I am an atrocious photographer, so I thought I’d attend a couple digital photography sessions and learn a few things. Turns out the first one I attended was way over my head, and the second was almost too basic. All the same, I picked up a few tips that I thought might come in handy to someone else.
Chris Orwig did a session on “The Art and Craft of Digital Photography” that was nearly two-thirds an inspirational speech centered on two quotes: “Stillness of hand does not make up for emptiness of heart” (Rodney Smith); and “The chief enemy of creativity is common sense” (Pablo Picasso). The remaining third was dedicated to Photoshop tips that I’m sure were fantastic if you could follow them. Chris Orwig certainly knows what he’s doing because many of his photos were absolutely beautiful. He continually stressed finding new uses for the tools you have available to you. “Color Balance,” for instance, is a Photoshop tool considered by many to be low-quality, but Chris considers it quite useful if you find other ways to use it than what the tool is intended for. Another tip he had was that the Unsharpen Mask tool (Filter > Sharpen) was really good for deepening contrast in your photos.
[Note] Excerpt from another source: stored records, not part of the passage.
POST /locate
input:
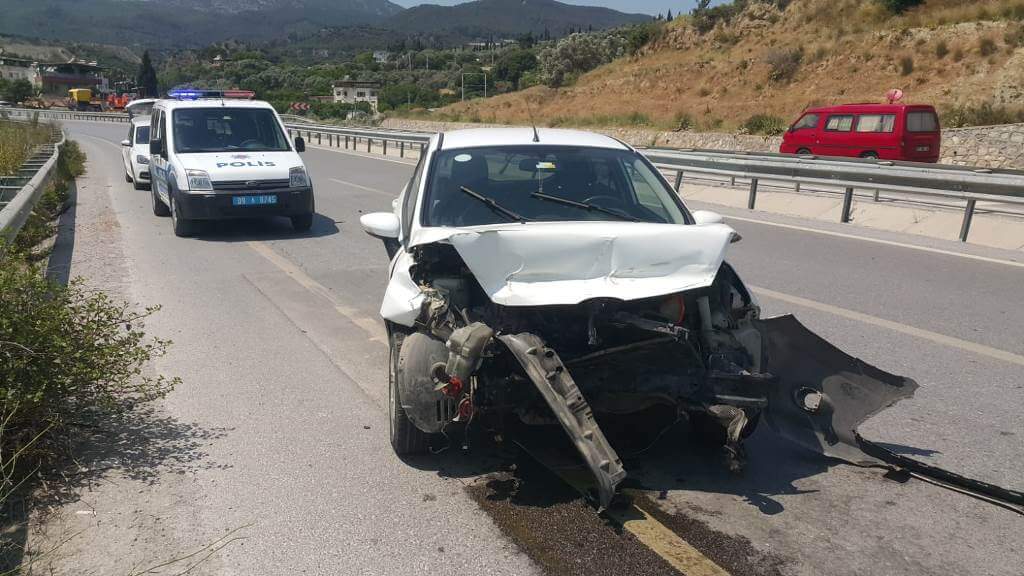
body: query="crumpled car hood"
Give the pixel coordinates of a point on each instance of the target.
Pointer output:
(569, 262)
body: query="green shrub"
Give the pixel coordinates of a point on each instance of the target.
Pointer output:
(783, 65)
(905, 66)
(986, 46)
(764, 124)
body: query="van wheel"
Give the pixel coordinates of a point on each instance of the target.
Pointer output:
(159, 208)
(182, 228)
(406, 438)
(302, 222)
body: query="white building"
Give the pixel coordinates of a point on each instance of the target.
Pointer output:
(351, 91)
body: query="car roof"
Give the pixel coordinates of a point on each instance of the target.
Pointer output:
(474, 137)
(869, 107)
(212, 103)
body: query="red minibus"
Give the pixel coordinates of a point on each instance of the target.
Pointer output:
(890, 131)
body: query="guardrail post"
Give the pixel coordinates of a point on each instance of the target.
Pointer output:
(847, 204)
(968, 216)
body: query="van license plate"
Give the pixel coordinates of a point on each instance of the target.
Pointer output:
(260, 200)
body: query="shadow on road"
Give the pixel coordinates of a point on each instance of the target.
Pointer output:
(262, 229)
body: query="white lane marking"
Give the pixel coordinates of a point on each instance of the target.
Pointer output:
(360, 155)
(373, 328)
(366, 188)
(880, 241)
(966, 345)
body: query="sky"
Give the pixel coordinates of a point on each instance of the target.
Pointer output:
(646, 6)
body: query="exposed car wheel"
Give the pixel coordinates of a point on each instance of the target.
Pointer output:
(302, 222)
(406, 438)
(182, 227)
(159, 208)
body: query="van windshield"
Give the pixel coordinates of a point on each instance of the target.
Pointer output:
(227, 129)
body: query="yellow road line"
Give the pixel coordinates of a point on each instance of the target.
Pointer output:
(966, 345)
(666, 543)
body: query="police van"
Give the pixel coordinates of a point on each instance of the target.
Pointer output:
(214, 157)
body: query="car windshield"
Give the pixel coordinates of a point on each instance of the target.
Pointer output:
(483, 186)
(223, 129)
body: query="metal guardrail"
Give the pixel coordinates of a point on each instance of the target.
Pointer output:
(967, 183)
(970, 184)
(18, 199)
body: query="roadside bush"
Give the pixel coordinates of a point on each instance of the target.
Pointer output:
(783, 65)
(906, 66)
(986, 46)
(980, 115)
(899, 6)
(764, 124)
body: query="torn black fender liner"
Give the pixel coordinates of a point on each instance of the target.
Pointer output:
(567, 403)
(823, 394)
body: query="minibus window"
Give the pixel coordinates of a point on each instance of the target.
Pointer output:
(877, 123)
(807, 121)
(924, 121)
(840, 123)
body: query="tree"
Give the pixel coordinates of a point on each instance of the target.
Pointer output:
(16, 90)
(146, 77)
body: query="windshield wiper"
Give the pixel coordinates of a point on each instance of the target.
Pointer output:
(585, 206)
(491, 203)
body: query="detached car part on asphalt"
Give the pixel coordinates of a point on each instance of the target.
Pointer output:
(545, 278)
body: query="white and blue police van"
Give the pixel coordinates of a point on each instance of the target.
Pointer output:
(214, 155)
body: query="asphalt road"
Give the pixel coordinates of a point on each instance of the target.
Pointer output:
(282, 353)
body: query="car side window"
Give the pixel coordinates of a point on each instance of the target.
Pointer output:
(806, 121)
(412, 192)
(876, 122)
(840, 123)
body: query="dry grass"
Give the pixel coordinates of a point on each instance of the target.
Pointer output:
(16, 141)
(721, 85)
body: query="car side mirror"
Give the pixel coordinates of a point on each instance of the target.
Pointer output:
(704, 217)
(384, 225)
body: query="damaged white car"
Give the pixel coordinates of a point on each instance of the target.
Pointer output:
(546, 278)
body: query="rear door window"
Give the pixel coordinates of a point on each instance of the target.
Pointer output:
(877, 123)
(922, 121)
(841, 123)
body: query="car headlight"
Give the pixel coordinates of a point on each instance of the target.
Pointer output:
(297, 177)
(199, 179)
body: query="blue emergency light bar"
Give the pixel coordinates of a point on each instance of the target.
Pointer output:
(197, 93)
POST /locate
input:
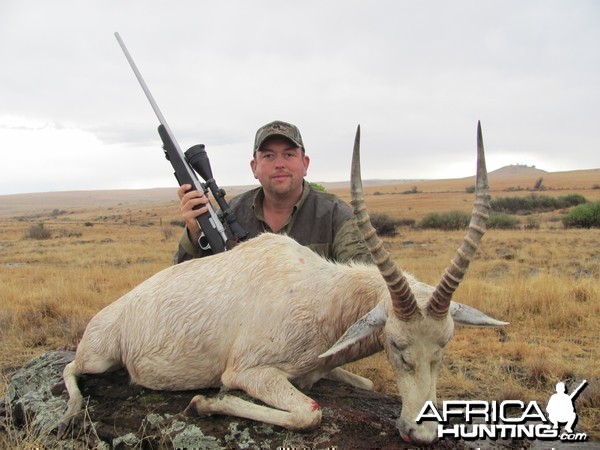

Macworld senior contributor Jim Heid gave a presentation on “Flickr in the Mac World” that was mostly an introduction to the hugely popular photo sharing site. I did pick up a few tips on uploading photos without having to use the uploader on Flickr’s page. For instance, you can email your photos to your Flickr photostream. You have to set this up when you create your account, at which time you’ll be given a secret email address to send your photos to. Or you can use the Flickr Uploader, a free widget that lets you drag and drop photos from iPhoto, give them names, captions, and tags, and upload away. You can also upload your photos directly from iPhoto or Aperture with plug-ins available from Connected Flow, but those cost money.